Getting into multiprocessing

int pcntl_fork ( void )

int pcntl_waitpid ( int pid, int &status, int options)

int pcntl_wexitstatus ( int status)

We already discussed the problems inherent to using a singe process for a PHP script - multi-processor boxes are under-utilised, and single-processor boxes are often left waiting for slow operations to complete before they can continue work. Any modern operating system performs multitasking behind the scenes, which means that several programs appear to run at the same time by way of the computer assigning a few hundredths of a second to each process for it to performs its tasks.

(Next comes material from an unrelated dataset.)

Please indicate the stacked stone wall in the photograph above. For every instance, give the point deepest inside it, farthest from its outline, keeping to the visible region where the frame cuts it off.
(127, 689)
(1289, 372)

However, if we confine all our work to just one process, it will only be able to do one thing at a time, which means we need to make our one-process task into a multi-process task so that we can take advantage of the operating system's multitasking capabilities.

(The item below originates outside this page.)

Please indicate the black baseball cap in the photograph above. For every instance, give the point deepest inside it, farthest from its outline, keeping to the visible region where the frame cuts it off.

Before I continue, let me first explain the different between multiprocessing and multithreading. A process, as already have discussed, is a unique instance of a program with its own memory space, own process ID number, and such. A thread can be thought of as a virtual process - it does not have its own process ID, does not have its own memory space, but is still able to take advantage of multitasking. A hyperthreading-enabled CPU, such as the Pentium 4 "Prescott" chip, takes this a step further by spawning threads dynamically to avoid latency wherever possible.

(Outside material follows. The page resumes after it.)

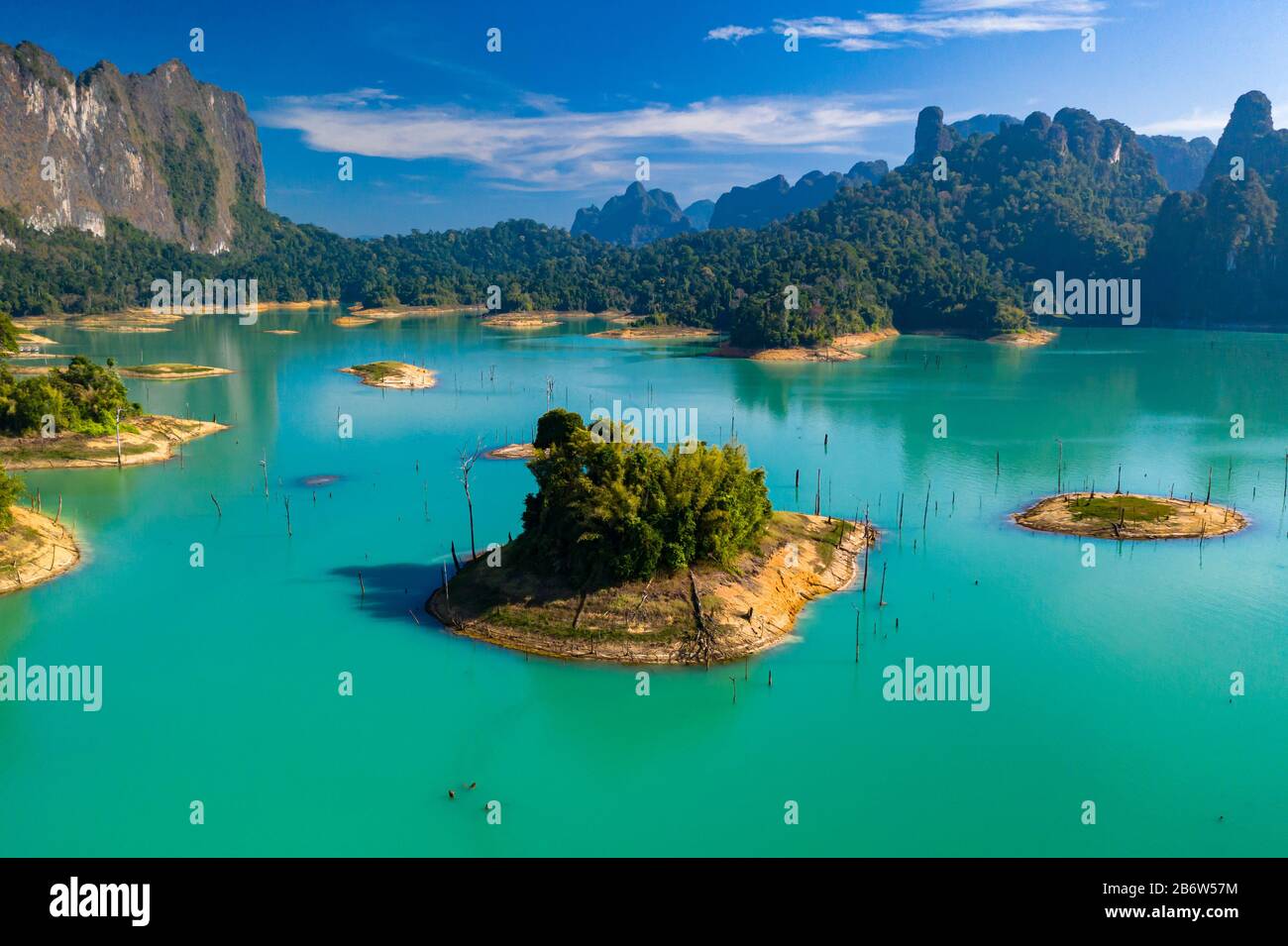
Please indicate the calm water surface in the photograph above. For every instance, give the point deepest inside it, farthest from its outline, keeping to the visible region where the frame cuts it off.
(1109, 683)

Although some might disagree, most Unix programmers view threads with a degree of distrust. Unix systems have always preferred multiprocessing to multithreading, partially as a result of the fact that creating a process (often called "spawning" or "forking" a child process) is very fast on Unix. In other operating systems, such as Windows, forking is quite slow so the threads concept is much more popular.

With that in mind, it is no surprise that the Unix-only process control extension in PHP only supports forking, and this is done using the pcntl_fork() function. Now, I suggest you pay extra attention because many people find it a little confusing when this function is described to them!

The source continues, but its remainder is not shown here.